なるほど、確かに保守は今から将来を定義しますから、宿命的に現在の延長上でしか描けないし、そこに齟齬があれば齟齬を守るために必死になるもの。
一方革新は、未来を定義した上で現在の過不足を問う、だから夢のようなあるいは非現実的な部分がありますし、それが現実的でないと叩かれる部分で、自ずとそういうものだと思います。
しかし討論の場になると、革新は保守から「じゃあ代案を出せ」と現在に引きずり込んだ論議に引っ張られがちです。それは保守の土俵なので、そこで相撲を取ってはいけないのにウマウマと土俵にのせられる。

ちょうど選挙が終わったところですが、経済対策について

このアンケートで「では財源は」と言及するのですが、まさにこれは革新を保守の土俵に引きずり込む姑息なやり方です。
よく政府が経済財政諮問会議に出させる「経済財政運営と改革の基本方針」を「骨太の方針」と呼びますが、これは全くの言葉遊びに過ぎません。なぜなら保守政府ですから、現状の延長であって弥縫に過ぎず、抜本的な改革など出来るはずがないからです。
骨太とは「骨格のがっしりしていること」ですから、現状から微動だにしないという内閣の姿勢のことを意味しているのだろうといつも思います。

樋口英明さんはこうも書いています。

我が国では安全性に関する偽装が発覚すれば大きな制裁がある。例えば、2005年ころに世間を揺るがした耐震偽装事件(いわゆる姉歯事件)において、設計者は処罰され、マンションは取り壊され、販売した不動産会社は倒産した。タカタという世界一のエアバッグメーカーも偽装を図ったために倒産してしまった。また、認証試験で不正を行ったトヨタも出荷停止に追い込まれている。これらのことから、多くの人は「我が国はたとえ偽装等の不正行為があったとしても、それを正し、正常な社会に回復させる力、つまり軌道修正機能と嘘を許さないという倫理性がある」と思っている。
ところが、国策についてはこのような社会の持つ軌道修正機能が働かないのである。国策である原発については軌道修正機能が働かないということを認識していないと、「福島原発事故前の電力会社が原発の安全性について甘い姿勢であったとしても、事故後には正されているはずである」というように思ってしまうのである。だから、多くの人が福島原発事故後においては「原子力規制委員会が再稼働を許可した原発は安全だろう」と思ってしまうのである。原発に対する立ち位置の如何を問わず、多くの人が我が国の原発はそれなりの安全性があることを前提にエネルギー問題として原発の問題を論じているのが現状である。
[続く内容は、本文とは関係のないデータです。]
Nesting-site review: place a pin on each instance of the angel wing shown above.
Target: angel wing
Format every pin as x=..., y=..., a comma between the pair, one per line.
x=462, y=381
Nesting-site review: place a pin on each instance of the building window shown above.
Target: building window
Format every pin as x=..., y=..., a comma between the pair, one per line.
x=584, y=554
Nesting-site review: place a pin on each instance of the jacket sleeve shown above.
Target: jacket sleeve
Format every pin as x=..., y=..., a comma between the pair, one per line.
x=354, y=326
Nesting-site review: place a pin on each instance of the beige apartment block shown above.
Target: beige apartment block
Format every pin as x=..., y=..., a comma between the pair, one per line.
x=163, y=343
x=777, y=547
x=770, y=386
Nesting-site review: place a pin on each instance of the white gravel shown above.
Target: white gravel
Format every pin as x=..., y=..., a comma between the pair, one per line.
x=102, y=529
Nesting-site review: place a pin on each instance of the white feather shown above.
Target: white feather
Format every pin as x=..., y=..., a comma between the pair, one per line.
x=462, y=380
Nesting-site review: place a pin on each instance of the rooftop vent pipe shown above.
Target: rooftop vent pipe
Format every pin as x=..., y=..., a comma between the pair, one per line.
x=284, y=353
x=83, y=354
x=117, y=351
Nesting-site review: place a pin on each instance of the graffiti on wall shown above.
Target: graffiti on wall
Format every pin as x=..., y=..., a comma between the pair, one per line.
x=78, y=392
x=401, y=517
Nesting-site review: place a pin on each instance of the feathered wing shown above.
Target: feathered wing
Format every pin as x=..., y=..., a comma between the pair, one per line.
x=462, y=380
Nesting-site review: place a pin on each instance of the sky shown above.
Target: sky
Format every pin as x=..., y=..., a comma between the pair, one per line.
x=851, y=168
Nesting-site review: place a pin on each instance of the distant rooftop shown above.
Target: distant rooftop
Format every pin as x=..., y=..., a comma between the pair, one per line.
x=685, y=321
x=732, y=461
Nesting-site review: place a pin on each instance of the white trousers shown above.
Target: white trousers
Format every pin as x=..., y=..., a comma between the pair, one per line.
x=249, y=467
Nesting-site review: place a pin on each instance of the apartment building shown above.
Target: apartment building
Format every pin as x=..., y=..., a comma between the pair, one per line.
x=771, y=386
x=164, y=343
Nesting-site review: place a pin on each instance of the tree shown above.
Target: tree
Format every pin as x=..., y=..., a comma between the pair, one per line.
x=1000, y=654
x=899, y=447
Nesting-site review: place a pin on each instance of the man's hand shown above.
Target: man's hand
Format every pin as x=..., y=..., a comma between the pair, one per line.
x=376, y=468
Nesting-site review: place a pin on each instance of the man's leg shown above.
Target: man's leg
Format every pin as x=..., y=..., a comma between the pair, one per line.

先日読んだ笠井千晶さんの「家族写真」は南相馬市と大熊町の話でしたが、今回樋口英明さんのものにも浪江町の請戸のことが書いてあり、全く「家族写真」と同様であったことにハッとしました。

請戸の浜と避難計画

福島県浪江町請戸地区は福島第一原発から北に約7キロメートルのところにある漁村である。津波によって多くの家屋が流され、3月11日夜10時、消防団の方たちは翌日の救助活動の準備のために請戸の浜を回った。そのとき、助けを呼ぶ声や、鳴り響くクラクションの音を聴いて多くの人が助けを待っていることを確信した。しかし、翌3月12日午前5時44分、放射線量が高くなったということで福島第一原発から半径10キロ圏内の住民に避難指示が発令された。この避難指示により、3月12日早朝から予定されていた行方不明者の捜索・救助活動が中止になった。請戸の浜で福島県警及び消防署による行方不明者の捜索活動が行われたのは実に1か月余を経た4月14日のことであった。3月12日に救助活動ができたならば、何人かの尊い命が救われたと思われる。福島原発事故では、避難の途中で病人等50名以上の方が亡くなっている。福島県の震災関連死は岩手県、宮城県の震災関連死数を大きく上回っている。
請戸の浜で助けを待っていた人たちも間違いなく福島原発事故で亡くなったのである。あのとき真っ暗闇の中、そして凍える寒さの中、救助を待ちわびていた人々の無念、放射線量が高いと言われて救助活動を断念せざるを得なかった消防団員の無念を我々は決して忘れてはならない。

そして選挙の結果は

今回の選挙で感じるのは4つ

1は樋口英明さんの示した「保守と革新」の選挙ではなかったということ。

2は赤旗の非公認候補への2000万の支給のスクープの絶妙のタイミング、これが決定的だったと思います。今のメディアで内容もそうですが、出すタイミングを戦略的に打ち出すのは赤旗位で、あとのメディアはタレ流すだけ、尊家印象を強く持ちました。
まあ内容についてどうのこうのという候補はいましたが、結局裏金の時と一緒で、表ざたになってから返すの返さないの、悪いの悪くないのの発言ですから、この人たちは表ざたになってなかったら知らんふり、裏金の時と同じ性根の腐った人なんだということがよくわかりました。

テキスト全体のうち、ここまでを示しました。